Something sounds off.

For example, despite on paper fat having an energy density of 37 MJ/kg, as compared with the 24 MJ/kg supplied by coal, having enough fat to cover the iron demand of a city requires a huge amount of livestock to be grown and fed. Moreover aluminum is not smelted in fire powered furnaces, but it's smelted in electricity using furnaces.

Also, to grow crops by casting mirror reflected sunlight on them, you would need a capturing area about as large as the crop cultivated area. If you are cultivating 10000 square meters of crop, you would need to capture the light falling on a 10000 square meter surface, which is a square 100 x 100 meters. This is all but an hidden project.

If you want to make things realistic, you should resort to using electricity powered solar lamps and having a large energy production unit, either a nuclear plant or something using geothermal heat.


You can have a Isolationist City, but the resources needed depends in the demands of the population and how many people live in it and the tech available.
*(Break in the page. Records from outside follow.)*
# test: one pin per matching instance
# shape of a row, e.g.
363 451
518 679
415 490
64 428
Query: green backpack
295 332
Remember that the larger the city, the more people dedicated to support services you need, example Healthcare/entertainment/law enforcers/emergency services/Maintenance/Administration/Education/Defense. This type of work consumes resources constantly and from different types.

Solution: I would recommend to create a group of citizens that is in charge of deals with trade caravans, exploration and gathering. As a society you can label them as xenophobic, but like in any place there is always a group of misfits.
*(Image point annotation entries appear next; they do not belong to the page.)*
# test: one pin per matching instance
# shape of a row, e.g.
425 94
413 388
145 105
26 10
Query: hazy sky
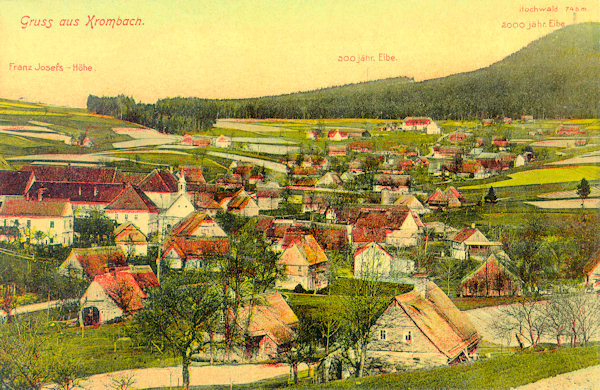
230 49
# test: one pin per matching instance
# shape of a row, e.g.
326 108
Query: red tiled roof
132 199
197 248
187 226
464 234
193 174
160 181
270 316
128 233
123 289
15 182
77 192
96 261
33 208
449 329
65 173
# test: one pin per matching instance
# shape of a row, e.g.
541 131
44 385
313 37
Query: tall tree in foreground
360 307
583 190
177 317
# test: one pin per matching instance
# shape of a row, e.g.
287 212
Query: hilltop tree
583 190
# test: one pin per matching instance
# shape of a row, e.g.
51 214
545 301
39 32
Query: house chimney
420 283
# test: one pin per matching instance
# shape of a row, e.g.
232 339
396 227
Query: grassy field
546 176
502 372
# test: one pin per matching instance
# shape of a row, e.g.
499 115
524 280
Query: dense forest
556 76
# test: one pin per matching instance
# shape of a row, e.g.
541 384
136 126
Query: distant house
422 124
241 203
193 241
131 240
115 294
132 205
391 182
312 134
268 196
336 150
161 186
329 180
15 184
337 135
591 271
569 129
501 143
223 141
457 137
305 264
53 219
412 203
493 278
372 261
471 243
72 174
268 328
90 262
421 329
85 198
396 226
447 199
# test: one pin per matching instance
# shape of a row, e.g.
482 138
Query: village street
199 376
Fish pools.- You need farms of Cavefish, with a stable current of water this isn't hard to achieve and they are reliable product of protein.

Mushroom Farms.- Just like ants, you collect organic material and set the perfect place for them to grow.
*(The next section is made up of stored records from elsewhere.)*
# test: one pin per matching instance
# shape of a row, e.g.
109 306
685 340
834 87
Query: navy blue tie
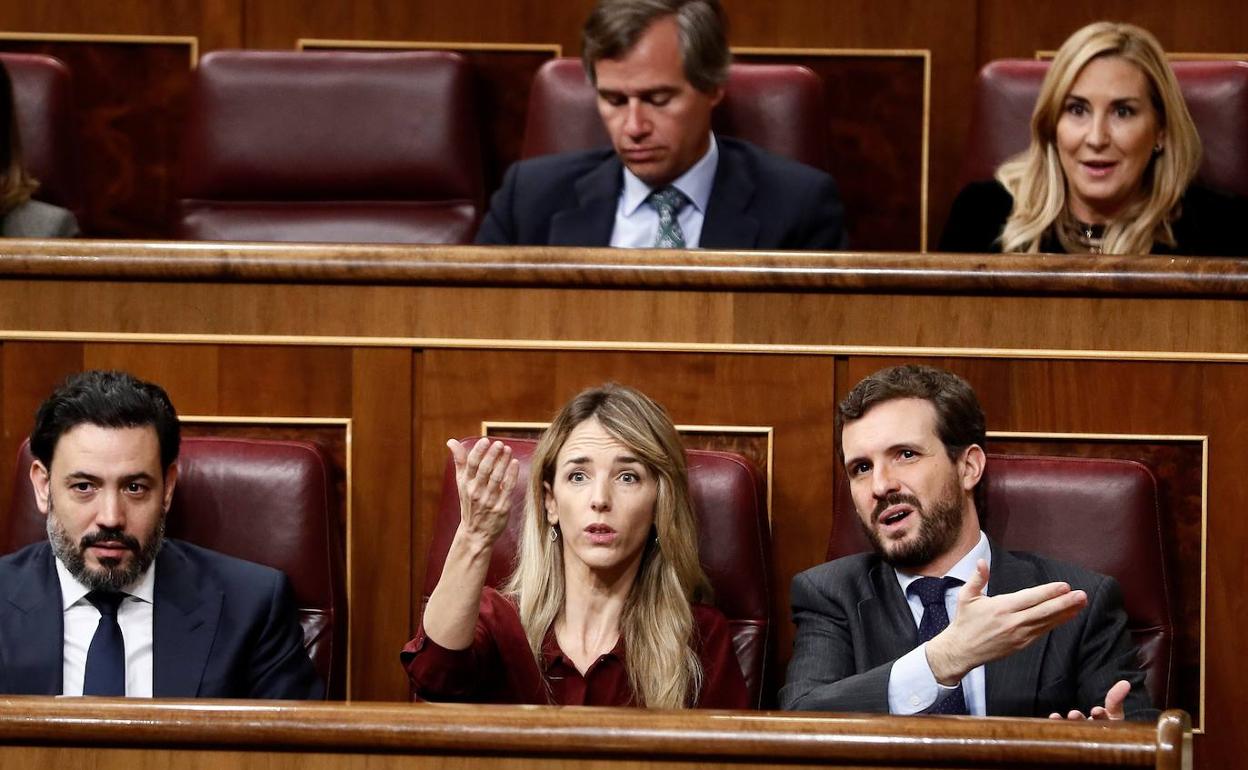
106 657
931 592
Algae Farm.- The same pools used for the fish can be use to maintain a healthy Algae farm.

Salt.- Can be obtained from the walls of some part of the cave without too much issue.

Insect Boxes.- They are a great source of protein and requiere little control and time to reach maturity.


Geothermal.- Could work better as a source of energy for the setting.

Trade Items: Precious stones, gold and silver are something that your society could have in abundance and trade with it, while cloth/wood/feathers would be a symbool of status and wealth.